As seen recently in the stock markets around the world, the time frame used to provide data for predicting future events is crucial. Instead of simply using the largest data set available, one is better able perhaps to use data from periods where economic conditions are more likely to be characteristic of future conditions.

A good example that has relevance to investment in agriculture is depressed commodity prices during the 1980′s, when a decline in food demand in developing countries resulted in the accumulation of large stocks of grain . If you believe in the future, the demand for developing countries is likely to fall, then the data from this period would be most appropriate for the use of projecting future prices of commodities such as you feel the same set of conditions that prevail. In this set of circumstances and to take this set of data, projects that the prices of raw materials and agricultural prices would fall.

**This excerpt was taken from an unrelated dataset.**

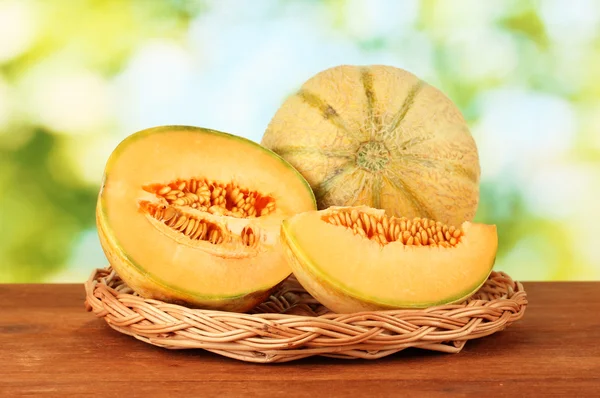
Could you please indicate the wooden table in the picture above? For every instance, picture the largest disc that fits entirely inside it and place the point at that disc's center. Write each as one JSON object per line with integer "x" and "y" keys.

If you believe that demand for commodities such as food will grow, as it did in the 1970′s, then one would expect that prices of raw materials and agricultural prices rising as they did then, based on the assumption that the same set of circumstances in terms of supply and demand will ultimately prevail. Use of this piece of historical data only lead him to believe that agriculture is a strong buy, and farmland assets investment will grow in value.

Again, when making its own decision on if you feel the farmland values ??rise or fall (probably will both over time), you should base your answer on if you feel that the demand is likely to increase and if we have the capacity to increase supply accordingly.